ENFLASYONLA MÜCADELE PROGRAMI (2000)

1990’lı yıllarda Türkiye de kamu gelir ve gider dengesi sağlanamamış, kamu borçları sürdürülemez bir hal almış, enflasyon kronikleşmiş, işsizlik artmış ve ekonomi sıklaşan aralıklarla krizlerle karşı karşıya kalmaya başlamıştır.

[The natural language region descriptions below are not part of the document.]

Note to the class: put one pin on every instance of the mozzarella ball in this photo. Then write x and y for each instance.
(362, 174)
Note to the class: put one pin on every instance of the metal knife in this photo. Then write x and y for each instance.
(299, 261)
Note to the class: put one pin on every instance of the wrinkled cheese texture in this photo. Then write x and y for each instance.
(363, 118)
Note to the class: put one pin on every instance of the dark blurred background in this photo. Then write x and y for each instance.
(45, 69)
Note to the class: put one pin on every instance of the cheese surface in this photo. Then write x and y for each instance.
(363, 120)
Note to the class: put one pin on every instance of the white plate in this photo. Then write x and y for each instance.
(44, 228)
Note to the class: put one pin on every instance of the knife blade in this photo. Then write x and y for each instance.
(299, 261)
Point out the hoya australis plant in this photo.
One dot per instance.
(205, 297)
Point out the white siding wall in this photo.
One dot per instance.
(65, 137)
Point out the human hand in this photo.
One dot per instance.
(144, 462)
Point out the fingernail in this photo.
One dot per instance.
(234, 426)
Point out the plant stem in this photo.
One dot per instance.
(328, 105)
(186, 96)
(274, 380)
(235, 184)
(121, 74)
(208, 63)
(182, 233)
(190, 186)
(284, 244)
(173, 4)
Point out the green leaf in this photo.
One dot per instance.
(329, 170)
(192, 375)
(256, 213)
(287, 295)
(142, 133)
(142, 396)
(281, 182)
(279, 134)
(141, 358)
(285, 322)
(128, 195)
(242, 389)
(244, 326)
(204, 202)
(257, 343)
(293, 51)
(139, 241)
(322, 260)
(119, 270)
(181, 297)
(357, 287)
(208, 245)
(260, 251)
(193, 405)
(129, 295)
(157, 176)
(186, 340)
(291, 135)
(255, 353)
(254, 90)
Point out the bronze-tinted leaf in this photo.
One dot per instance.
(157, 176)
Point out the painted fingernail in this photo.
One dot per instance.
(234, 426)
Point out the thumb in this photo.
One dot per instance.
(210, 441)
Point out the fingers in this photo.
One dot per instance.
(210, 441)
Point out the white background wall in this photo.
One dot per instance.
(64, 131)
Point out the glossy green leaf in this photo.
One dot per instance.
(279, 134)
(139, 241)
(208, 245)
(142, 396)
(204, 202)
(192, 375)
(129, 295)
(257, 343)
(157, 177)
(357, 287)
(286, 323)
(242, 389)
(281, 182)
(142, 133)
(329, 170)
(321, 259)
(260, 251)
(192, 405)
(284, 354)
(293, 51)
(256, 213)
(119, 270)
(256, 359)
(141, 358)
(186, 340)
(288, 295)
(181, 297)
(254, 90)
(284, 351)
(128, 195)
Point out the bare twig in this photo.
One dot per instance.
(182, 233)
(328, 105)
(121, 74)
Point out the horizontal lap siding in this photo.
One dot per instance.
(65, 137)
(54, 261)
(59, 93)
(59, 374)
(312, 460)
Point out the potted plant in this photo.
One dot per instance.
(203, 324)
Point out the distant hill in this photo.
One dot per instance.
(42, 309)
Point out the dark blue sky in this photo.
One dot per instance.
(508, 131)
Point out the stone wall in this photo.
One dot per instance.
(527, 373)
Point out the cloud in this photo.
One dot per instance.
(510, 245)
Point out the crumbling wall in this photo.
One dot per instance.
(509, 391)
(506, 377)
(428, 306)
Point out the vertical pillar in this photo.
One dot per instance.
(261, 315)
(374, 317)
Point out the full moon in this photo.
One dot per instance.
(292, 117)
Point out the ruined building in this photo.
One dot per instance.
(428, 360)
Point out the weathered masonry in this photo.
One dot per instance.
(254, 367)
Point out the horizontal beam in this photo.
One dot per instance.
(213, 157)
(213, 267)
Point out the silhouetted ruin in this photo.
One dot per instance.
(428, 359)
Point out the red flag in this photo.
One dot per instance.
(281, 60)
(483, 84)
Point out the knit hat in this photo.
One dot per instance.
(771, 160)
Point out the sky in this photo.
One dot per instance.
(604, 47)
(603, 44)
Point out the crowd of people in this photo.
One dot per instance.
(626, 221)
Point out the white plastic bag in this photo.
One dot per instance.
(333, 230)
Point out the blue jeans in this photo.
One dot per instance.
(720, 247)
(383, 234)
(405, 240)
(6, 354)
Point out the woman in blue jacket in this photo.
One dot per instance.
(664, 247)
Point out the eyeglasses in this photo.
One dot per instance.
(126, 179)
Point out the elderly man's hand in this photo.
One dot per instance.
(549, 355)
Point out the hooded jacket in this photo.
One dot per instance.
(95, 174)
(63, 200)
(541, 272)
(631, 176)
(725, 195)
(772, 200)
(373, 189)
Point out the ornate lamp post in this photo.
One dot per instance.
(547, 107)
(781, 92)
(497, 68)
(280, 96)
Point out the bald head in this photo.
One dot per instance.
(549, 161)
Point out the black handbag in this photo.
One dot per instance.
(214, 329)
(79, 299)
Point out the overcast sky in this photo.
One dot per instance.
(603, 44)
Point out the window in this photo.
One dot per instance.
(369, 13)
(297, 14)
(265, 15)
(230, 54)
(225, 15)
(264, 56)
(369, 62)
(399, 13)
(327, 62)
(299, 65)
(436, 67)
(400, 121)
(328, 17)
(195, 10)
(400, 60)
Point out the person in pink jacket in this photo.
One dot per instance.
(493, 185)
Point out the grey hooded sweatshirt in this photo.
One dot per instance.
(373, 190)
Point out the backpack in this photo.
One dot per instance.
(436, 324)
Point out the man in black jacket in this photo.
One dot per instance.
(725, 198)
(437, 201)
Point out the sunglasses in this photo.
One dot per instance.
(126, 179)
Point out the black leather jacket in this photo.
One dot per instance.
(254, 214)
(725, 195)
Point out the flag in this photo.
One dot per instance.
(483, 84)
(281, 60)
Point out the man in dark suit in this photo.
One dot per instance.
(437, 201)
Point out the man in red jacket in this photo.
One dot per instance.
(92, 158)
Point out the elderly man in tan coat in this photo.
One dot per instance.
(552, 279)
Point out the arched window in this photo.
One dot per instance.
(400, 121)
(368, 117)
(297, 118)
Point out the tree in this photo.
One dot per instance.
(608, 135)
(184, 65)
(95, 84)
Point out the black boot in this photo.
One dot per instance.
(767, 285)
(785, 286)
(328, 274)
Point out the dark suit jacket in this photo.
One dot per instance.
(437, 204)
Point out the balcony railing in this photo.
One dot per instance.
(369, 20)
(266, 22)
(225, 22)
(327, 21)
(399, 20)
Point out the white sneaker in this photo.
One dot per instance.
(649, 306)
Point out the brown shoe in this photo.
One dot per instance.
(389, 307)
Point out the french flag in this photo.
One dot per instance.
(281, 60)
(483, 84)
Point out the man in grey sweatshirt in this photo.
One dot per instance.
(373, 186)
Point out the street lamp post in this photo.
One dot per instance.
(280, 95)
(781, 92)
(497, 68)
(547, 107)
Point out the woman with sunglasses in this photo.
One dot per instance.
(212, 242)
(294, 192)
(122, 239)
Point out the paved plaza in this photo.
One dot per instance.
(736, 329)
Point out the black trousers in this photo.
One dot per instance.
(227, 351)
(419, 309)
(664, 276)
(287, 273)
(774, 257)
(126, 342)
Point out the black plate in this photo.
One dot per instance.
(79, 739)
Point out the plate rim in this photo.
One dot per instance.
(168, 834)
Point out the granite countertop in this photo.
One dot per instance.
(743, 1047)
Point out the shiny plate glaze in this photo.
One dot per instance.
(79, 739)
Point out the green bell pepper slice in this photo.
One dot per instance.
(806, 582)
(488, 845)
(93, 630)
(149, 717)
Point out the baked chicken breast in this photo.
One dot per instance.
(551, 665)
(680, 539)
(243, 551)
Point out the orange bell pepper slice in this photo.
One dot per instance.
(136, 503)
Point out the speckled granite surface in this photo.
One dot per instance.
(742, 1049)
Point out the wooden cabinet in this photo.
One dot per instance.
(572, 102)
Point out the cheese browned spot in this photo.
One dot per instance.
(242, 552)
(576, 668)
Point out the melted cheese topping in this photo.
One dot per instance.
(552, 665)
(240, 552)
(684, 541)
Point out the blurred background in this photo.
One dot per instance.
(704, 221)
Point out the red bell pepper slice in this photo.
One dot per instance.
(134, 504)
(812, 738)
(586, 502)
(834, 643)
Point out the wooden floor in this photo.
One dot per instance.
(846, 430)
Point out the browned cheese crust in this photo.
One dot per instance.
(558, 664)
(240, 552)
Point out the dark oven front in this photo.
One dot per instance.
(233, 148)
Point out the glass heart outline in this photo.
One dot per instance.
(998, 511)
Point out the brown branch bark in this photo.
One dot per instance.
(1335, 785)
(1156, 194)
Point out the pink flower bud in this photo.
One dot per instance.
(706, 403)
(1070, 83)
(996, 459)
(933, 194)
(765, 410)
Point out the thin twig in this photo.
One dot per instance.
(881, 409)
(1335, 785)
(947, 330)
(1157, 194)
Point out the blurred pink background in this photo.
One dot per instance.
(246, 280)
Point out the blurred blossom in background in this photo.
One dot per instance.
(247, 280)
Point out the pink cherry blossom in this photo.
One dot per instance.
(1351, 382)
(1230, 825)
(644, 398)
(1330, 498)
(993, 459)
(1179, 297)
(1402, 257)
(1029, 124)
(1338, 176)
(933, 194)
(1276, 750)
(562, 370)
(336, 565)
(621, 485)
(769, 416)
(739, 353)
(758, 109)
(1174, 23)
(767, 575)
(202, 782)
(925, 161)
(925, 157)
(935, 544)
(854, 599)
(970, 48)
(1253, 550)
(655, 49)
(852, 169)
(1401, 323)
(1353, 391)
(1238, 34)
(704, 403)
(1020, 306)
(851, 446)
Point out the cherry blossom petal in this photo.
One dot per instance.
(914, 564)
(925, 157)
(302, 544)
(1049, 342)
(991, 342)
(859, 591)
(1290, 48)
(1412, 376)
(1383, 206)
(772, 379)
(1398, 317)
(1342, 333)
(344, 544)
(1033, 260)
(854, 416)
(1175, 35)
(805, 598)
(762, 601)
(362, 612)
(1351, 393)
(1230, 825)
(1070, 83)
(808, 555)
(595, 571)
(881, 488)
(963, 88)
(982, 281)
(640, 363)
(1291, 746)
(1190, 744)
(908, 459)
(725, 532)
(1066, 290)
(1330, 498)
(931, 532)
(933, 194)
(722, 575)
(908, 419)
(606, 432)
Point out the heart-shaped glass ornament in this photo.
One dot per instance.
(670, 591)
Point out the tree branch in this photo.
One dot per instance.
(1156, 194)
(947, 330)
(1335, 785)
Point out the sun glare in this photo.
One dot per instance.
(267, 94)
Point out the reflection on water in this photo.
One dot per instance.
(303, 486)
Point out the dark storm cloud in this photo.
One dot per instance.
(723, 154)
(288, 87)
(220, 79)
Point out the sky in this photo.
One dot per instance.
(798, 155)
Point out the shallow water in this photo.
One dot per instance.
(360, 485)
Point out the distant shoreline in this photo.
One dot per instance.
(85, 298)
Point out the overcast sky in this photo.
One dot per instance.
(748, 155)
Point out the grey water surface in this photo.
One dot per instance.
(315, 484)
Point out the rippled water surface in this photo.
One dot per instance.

 Bu krizlerin temel nedenleri

  Yurt dışı piyasalarda yaşanan olumsuzluklar,

 Sürdürülemez bir borç dinamiğinin mevcudiyeti,

 Kamu bankaları ve mali sistemdeki sağlıksız yapı,

 Yapısal sorunların kalıcı bir çözüme kavuşturulamamış olması,

Tüm bu nedenlerle Türkiye de 2000 yılı başlarında Enflasyonla Mücadele Programı uygulamaya konulmuştur. IMF ile imzalanan stand-by anlaşmasıyla desteklenen bu program 3 yıllık sürede enflasyonun düşürülmesini ve büyüme ortamının yeniden sağlanmasını amaçlamıştır.

 Ocak 2000 Enflasyonu Düşürme Programı Öncesi Gelişmeler

  Türkiye ekonomisinin 2000‟li yıllara girerken yaşadığı bunalımlara, 1990‟lar boyunca sürdürülen dışa bağımlı yapay büyüme stratejisinin tıkanması ve kamu kesimi kronik gelir-gider dengesizliği neden olmuştur.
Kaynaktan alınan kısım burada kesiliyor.